Reproduction jokes
Huh, I’m pregnant again. Must be something in the air.
Yeah, your legs.
Why do cows have babies?
They moo-ved together.
Why don’t babies pollinate flowers?
God chose Plan B.
A young boy asked his Dad, "Was it true that we come from a Stork?"
Dad said, "It is, Son."
Son says, "Who fucks a Stork?"
Every bad joke can become a good joke with a good delivery, but abortion jokes, they have no delivery.
What is the difference between an egg and you? An egg gets laid, and you don't.
When a woman is something weeks or months pregnant and her stomach has a visible bump, everyone rubs her tummy, but no one tickles the husband's balls and says, "Good job, buddy!"
I was going to listen to a funny comment about abortion, but her joke was crap.

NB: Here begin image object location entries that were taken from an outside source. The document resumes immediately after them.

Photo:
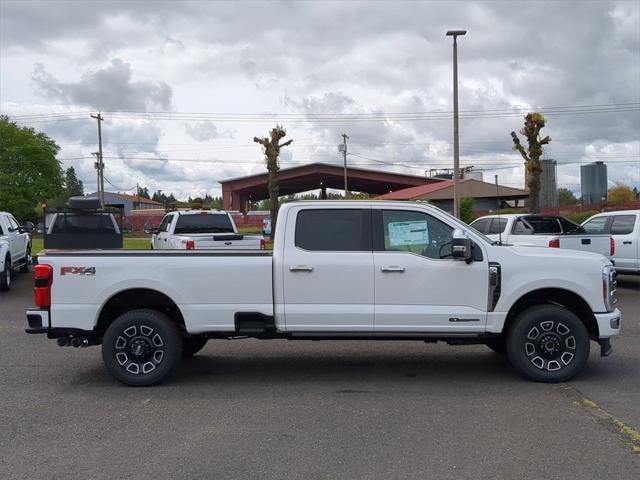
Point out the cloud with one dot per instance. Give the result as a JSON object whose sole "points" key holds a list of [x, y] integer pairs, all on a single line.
{"points": [[110, 88], [202, 131]]}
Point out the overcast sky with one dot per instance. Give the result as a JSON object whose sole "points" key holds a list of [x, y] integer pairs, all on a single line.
{"points": [[381, 72]]}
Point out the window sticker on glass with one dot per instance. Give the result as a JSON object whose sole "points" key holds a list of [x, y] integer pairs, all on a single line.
{"points": [[408, 233]]}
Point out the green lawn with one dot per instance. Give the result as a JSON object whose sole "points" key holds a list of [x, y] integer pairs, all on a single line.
{"points": [[129, 244]]}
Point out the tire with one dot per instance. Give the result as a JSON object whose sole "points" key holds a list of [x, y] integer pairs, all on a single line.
{"points": [[498, 345], [24, 268], [5, 276], [548, 343], [142, 347], [192, 345]]}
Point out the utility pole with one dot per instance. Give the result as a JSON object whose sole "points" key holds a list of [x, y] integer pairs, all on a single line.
{"points": [[343, 148], [100, 118], [456, 146]]}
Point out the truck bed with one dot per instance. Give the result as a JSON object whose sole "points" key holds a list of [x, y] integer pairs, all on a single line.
{"points": [[209, 286]]}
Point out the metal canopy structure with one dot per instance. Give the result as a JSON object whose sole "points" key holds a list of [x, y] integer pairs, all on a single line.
{"points": [[237, 192]]}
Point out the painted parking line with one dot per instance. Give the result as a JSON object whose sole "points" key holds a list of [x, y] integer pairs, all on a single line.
{"points": [[628, 435]]}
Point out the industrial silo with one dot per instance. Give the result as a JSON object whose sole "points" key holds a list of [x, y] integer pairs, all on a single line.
{"points": [[593, 182]]}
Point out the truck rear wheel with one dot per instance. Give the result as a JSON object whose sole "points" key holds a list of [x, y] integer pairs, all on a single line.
{"points": [[192, 345], [141, 347], [5, 276], [548, 343], [25, 265]]}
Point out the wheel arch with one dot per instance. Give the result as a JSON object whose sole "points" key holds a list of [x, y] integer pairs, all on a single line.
{"points": [[554, 296], [136, 298]]}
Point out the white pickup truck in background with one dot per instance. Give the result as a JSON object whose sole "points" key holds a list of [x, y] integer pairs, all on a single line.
{"points": [[15, 248], [202, 230], [543, 231], [624, 228], [357, 270]]}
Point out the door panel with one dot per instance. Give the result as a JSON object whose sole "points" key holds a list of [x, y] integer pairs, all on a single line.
{"points": [[328, 271], [623, 228], [418, 287]]}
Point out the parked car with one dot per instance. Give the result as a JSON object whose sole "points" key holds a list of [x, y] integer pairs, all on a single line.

What kind of bees produce milk?
Boobies.
What’s another name for nutting in a woman?
Loading the dishwasher.
What do sperm say while just in?
"We need to go deeper."
If you wait for a woman to get 9 months pregnant and kill her, you will never be able to stop the loop.

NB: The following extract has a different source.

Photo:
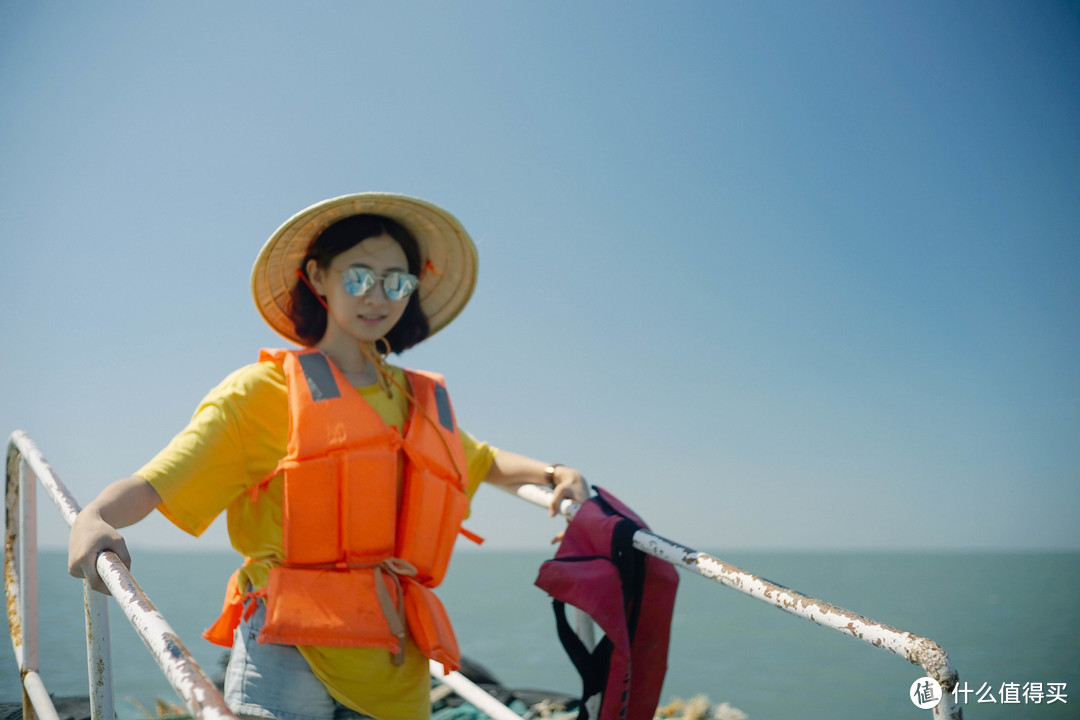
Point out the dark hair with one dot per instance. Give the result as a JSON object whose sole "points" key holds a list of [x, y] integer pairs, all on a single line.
{"points": [[309, 315]]}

Where can a male and female rabbit make love at? The rabbit house or the rabbit hole?
What is 6" long, bright red, and your wife cries when you feed it to her?
Her miscarriage.
What’s red, nine inches long, and makes my girlfriend cry every time she sees it?
Her abortion.
How do you know if a black lady’s pregnant?
You put a banana up her vagina and see if any little monkeys come and get it.

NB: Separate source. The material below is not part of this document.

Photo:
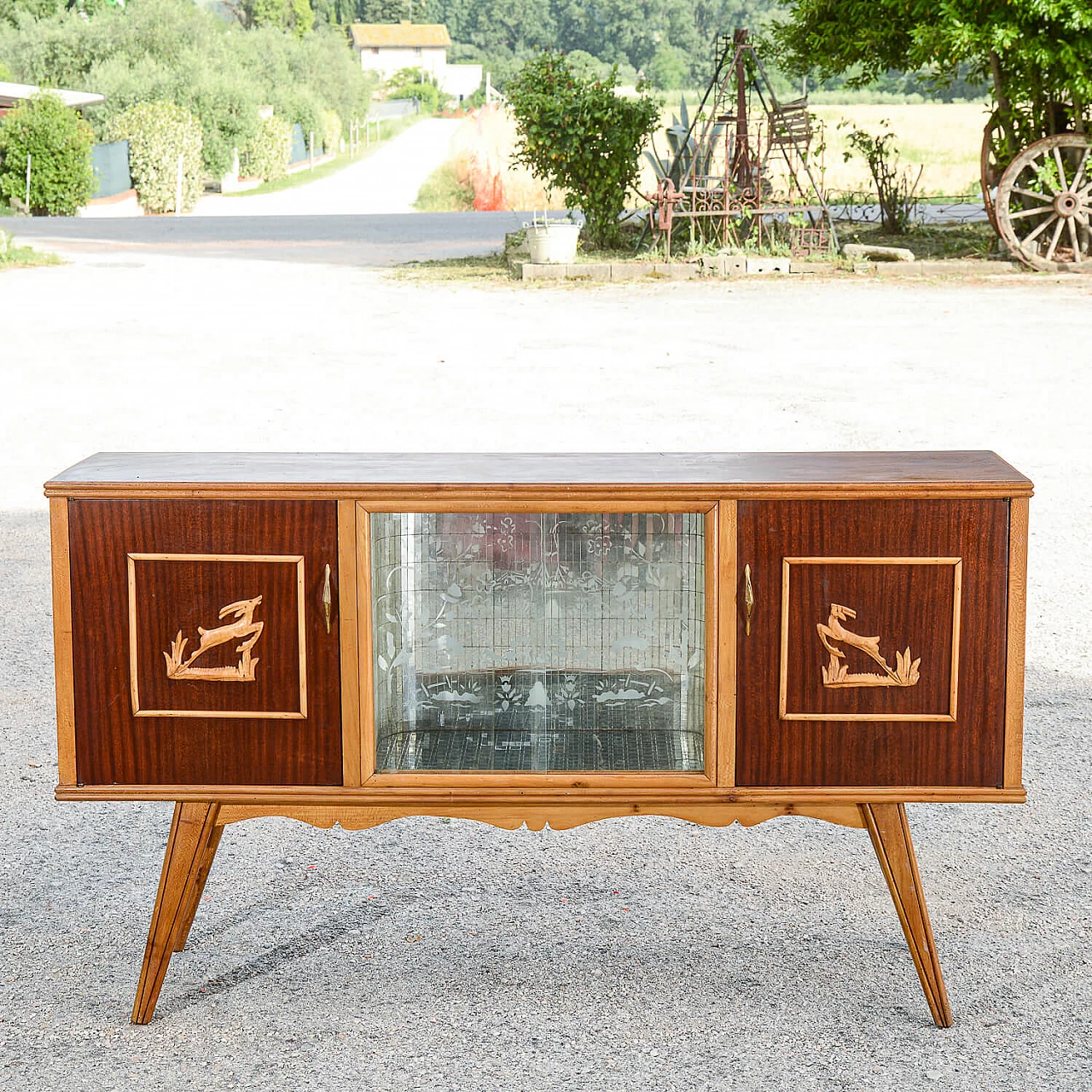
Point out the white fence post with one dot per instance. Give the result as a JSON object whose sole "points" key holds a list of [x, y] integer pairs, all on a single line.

Are you a printer? Because you turn my soft copy into a hard copy. Dark..Humor :)
I was camping with my buddy, and there was a fire. We were roasting marshmallows, and there was a vine. I tripped on it and went penis first into the fire, and I said, "Well, there goes your children, stupid ass!"
What do you call a boy in your mom?
Your dad.
What’s red, slimy, and makes my wife scream? Two failed abortions!